Alfie’s mum Mandy, 39, of Tally Ho Road, Shadoxhurst, said: “Alfie is probably too young to appreciate being an uncle at his age.
“He just treats Mia like another member of the family and he mothers her like the other girls.
“I thought because we’d had so many girls my daughters would probably have all boys when they became mums but that hasn’t happened.
“It was amazing for me to witness a birth for a change rather than experience it.”
Alfie, who attends St Michael’s Pre-School in Tenterden two mornings a week, hit the headlines in the Kentish Express when he was born on January 1, 2004 after parents Mandy and civil engineer Bill, now 47, previously had seven girls.
He was named after the EastEnders character Alfie Moon and the actor, Shane Richie, sent him a signed photograph.
The family’s second eldest daughter Emily, now 19, gave birth to Alfie’s niece Mia on April 28, 2007.
Alfie also attends Shadoxhurst Nursery two days a week, and will start at St Michael’s Primary School in September, which all his sisters have attended.
Mrs Cribben said: “Alfie idolises Spider-Man and Batman and is already very strong.
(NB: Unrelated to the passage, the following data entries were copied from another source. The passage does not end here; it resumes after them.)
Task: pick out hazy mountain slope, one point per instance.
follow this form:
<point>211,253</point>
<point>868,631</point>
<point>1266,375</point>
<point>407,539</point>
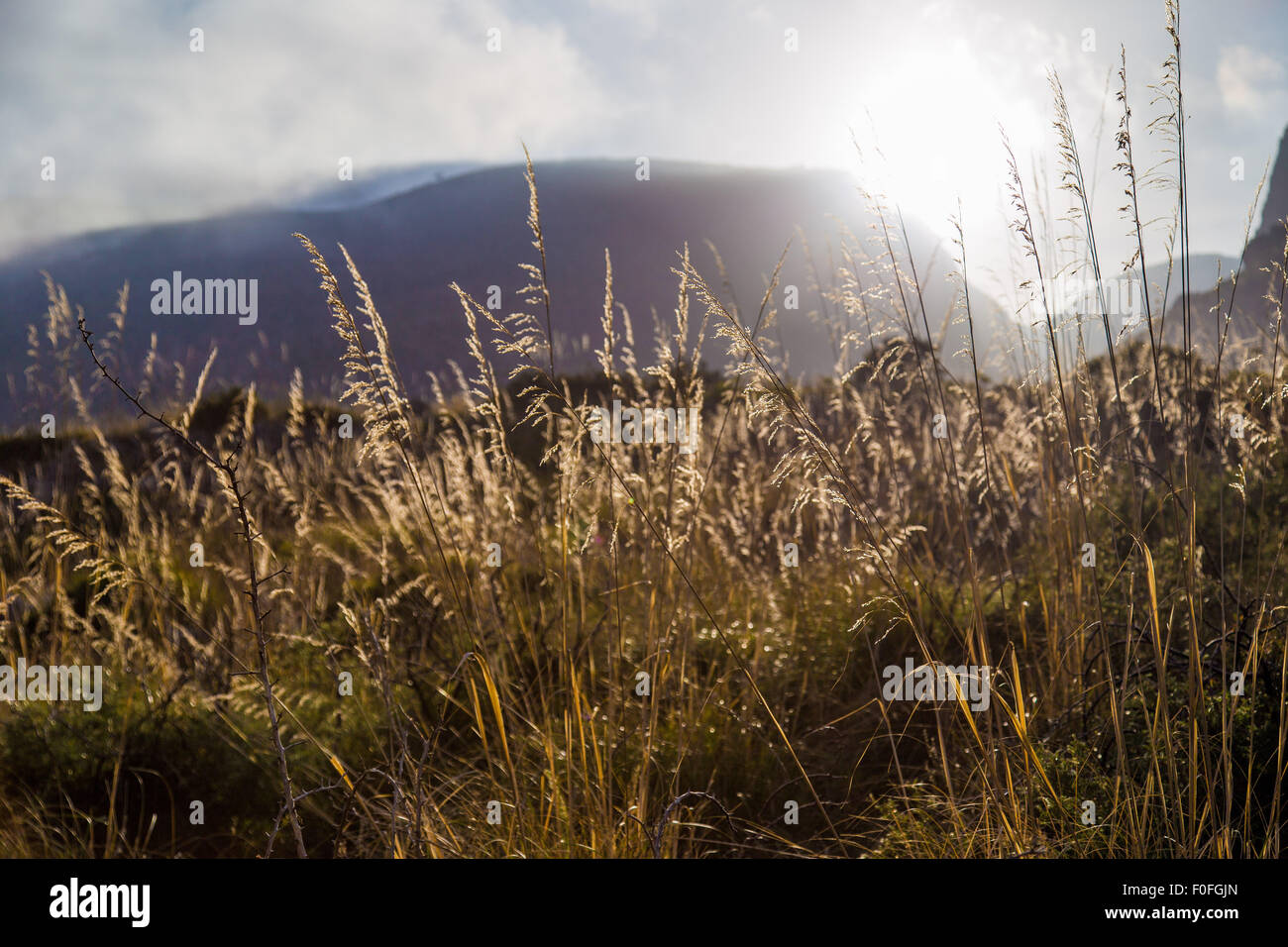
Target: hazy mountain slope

He can lift the frame of our garden swing.
“I don’t think he misses having a brother because in some ways he treats the girls like brothers – he can be a little too rough and boisterous with them.”
Mrs Cribben hopes to find paid work after Alfie starts school and has started writing on a book on her experiences with her huge family.
The size of the Cribben clan means they live in a six-bedroom house and the family car is an 11-seater minibus.
Mr and Mrs Cribben and their eight children have seven birthdays between October and January.
Mrs Cribben said: “That makes that time of year, and Christmas, very expensive.”